I shook my head in wonder. Little Ti a crippler? It didn’t seem possible, I told myself. Still, it made me slightly uneasy, too. I’d slept with her a great deal in the past few months, and if she’d still had any of that wild power I could have been harmed, too.

“What are you doing with them now?” I wanted to know.

“Testing and measurement, as I said,” Pohn replied. “All Masters and above have the power to see within others. Rank is mostly a matter of fine-tuning your reception, you might say, in our little society. A Supervisor senses, and therefore controls, only the total organism. You killed Kronlon, it’s true, but you couldn’t discriminate enough to affect just, say, his arm. I can isolate even more than that, much more. What I used to do with microscopes and microsurgery techniques I can now do without any mechanical aid. By concentration and study I can actually follow a single white blood cell completely through the circulatory system—and divert it, slow it, alter it, even destroy it. You can sense the Warden organism in everything, can’t you?”

I nodded.

“Well, imagine being able to isolate individual cells in any organism. That’s what a Master can. do. Naturally, without my medical training they’d have no idea what they were doing, so my knowledge gives me the edge here. Masters have different skills based on knowing what they are looking for and what they want to accomplish. All the power of a Marek Kreegan will do you no good at all if you don’t have the knowledge and the fine touch, the skill or art, to make full use of it. That’s why you see the power used so often for purely destructive ends. To destroy something is easy and requires far less knowledge or skill.”

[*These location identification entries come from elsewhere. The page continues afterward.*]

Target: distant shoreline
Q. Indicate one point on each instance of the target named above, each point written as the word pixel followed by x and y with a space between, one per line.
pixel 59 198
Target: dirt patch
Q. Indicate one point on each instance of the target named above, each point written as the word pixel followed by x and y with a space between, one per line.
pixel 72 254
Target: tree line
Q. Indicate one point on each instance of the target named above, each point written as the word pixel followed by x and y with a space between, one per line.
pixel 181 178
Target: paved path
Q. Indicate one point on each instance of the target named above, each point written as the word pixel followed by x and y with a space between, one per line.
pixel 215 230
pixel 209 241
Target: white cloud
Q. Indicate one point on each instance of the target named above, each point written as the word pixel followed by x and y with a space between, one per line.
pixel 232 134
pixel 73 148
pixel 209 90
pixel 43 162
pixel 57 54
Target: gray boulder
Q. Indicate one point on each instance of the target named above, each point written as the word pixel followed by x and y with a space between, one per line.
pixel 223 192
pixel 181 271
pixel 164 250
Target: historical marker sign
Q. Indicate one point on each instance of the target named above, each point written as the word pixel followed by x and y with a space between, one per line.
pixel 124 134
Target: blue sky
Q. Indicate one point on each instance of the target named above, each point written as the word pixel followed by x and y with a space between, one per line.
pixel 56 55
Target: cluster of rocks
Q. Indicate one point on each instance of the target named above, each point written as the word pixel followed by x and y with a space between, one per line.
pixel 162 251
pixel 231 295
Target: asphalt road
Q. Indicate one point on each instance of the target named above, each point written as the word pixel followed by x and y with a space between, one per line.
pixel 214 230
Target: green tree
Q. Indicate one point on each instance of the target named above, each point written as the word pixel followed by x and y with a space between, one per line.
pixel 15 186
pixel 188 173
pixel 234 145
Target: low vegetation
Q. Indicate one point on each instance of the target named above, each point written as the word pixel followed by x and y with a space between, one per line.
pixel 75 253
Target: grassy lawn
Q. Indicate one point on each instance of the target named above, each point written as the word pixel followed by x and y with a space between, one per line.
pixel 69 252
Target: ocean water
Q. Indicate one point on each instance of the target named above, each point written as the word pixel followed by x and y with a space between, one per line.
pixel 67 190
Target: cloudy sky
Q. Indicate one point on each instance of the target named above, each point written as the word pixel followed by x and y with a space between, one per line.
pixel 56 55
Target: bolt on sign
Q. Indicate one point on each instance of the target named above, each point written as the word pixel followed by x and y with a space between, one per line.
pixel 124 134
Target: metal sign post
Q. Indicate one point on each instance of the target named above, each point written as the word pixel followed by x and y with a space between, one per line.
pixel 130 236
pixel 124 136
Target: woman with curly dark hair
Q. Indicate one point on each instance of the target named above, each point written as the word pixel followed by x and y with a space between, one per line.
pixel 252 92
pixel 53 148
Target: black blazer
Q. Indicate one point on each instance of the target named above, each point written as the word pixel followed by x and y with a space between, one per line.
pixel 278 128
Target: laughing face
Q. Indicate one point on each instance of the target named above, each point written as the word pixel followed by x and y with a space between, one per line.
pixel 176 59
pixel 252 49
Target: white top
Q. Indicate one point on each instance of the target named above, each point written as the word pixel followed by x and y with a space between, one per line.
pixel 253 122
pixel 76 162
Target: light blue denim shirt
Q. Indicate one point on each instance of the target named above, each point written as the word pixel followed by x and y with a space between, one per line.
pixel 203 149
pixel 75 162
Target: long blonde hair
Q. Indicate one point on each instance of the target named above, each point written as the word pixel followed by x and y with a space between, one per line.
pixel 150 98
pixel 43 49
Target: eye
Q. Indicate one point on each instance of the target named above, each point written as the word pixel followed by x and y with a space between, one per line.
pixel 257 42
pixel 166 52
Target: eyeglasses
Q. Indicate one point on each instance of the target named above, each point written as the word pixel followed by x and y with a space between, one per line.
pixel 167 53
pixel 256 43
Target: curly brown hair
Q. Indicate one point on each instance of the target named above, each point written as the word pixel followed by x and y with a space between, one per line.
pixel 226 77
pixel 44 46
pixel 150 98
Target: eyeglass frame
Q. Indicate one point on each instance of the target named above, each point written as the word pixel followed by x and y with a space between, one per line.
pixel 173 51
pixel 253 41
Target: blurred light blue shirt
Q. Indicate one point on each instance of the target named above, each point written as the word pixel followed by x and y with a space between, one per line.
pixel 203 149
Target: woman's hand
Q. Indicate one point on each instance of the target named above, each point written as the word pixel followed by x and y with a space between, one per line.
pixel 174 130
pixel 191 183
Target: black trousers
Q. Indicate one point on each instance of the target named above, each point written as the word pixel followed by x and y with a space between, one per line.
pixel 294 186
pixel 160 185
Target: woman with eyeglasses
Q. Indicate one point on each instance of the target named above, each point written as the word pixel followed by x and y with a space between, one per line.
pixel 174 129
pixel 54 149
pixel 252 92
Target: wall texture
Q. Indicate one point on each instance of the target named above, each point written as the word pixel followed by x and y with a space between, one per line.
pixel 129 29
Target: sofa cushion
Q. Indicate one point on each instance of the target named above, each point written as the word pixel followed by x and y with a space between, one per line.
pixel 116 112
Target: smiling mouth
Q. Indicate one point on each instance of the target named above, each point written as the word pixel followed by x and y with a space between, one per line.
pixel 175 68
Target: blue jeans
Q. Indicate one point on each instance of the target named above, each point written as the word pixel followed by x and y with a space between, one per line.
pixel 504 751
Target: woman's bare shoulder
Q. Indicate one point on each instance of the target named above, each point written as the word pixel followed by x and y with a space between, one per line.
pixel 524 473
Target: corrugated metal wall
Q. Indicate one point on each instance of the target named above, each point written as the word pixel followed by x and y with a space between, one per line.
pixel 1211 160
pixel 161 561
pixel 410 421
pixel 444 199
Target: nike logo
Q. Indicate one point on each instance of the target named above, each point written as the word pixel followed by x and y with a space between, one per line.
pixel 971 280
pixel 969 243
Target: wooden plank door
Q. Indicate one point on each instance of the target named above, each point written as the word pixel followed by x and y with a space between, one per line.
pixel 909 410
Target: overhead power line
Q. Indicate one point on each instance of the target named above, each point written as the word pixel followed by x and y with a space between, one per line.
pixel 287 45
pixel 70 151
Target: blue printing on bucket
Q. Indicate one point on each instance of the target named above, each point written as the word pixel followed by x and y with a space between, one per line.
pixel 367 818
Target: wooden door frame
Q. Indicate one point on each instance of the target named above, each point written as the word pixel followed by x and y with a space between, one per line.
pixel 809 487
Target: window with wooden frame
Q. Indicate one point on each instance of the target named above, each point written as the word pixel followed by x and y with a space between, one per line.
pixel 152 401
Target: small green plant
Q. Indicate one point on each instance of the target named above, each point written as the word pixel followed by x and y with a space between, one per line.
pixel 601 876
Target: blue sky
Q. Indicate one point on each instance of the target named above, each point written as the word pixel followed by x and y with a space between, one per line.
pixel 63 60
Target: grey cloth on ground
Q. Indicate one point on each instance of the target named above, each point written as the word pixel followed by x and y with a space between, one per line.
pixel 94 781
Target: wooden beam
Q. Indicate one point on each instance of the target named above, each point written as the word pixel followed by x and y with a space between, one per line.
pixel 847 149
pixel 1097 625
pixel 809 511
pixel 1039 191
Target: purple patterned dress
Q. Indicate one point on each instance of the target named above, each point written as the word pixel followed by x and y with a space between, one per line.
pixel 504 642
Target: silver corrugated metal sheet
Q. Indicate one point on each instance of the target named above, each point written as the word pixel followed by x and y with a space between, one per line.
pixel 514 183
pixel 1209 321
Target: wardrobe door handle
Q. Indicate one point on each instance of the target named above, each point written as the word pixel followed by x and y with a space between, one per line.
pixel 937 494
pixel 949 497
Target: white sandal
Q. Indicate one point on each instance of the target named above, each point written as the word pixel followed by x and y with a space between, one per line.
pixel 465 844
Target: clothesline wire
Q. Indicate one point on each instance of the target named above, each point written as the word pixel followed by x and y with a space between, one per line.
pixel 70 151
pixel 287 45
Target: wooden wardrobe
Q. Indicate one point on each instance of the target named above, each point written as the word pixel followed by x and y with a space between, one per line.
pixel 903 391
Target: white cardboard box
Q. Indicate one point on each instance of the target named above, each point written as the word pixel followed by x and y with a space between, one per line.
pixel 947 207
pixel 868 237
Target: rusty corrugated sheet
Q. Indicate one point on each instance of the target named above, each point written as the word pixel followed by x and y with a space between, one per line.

I could see his point, and thought that many doctors back on the civilized worlds would envy his power as much as he envied their technology. To be able to look into the human body, to focus on any part of it one wanted, to study it at will in the most exacting and intimate ways possible—none but sophisticated medical computers Outside could accomplish anything like it, and the doctors and technicians controlling them had to trust them, never knowing exactly what it was the computers saw as they probed and analyzed.

Pohn, however, knew.

“They’re so still,” I noted. “Drugged?”

He shook his head. “Oh my, no! That would simply complicate things. No, I simply applied a block to certain areas of the brain, one I can remove at will. They go into deep coma and I can then study them, probe, do whatever I want or need to do. Of the batch, I’m looking for ones with key enzymes in sufficient quantities perhaps to trigger the power. Those I’ll work with until I feel I can trigger them at will; then I’ll start trying to educate and train them as best we can. Kria there, for example, can now dissolve solid rock at my command.” He pointed at one girl near the door.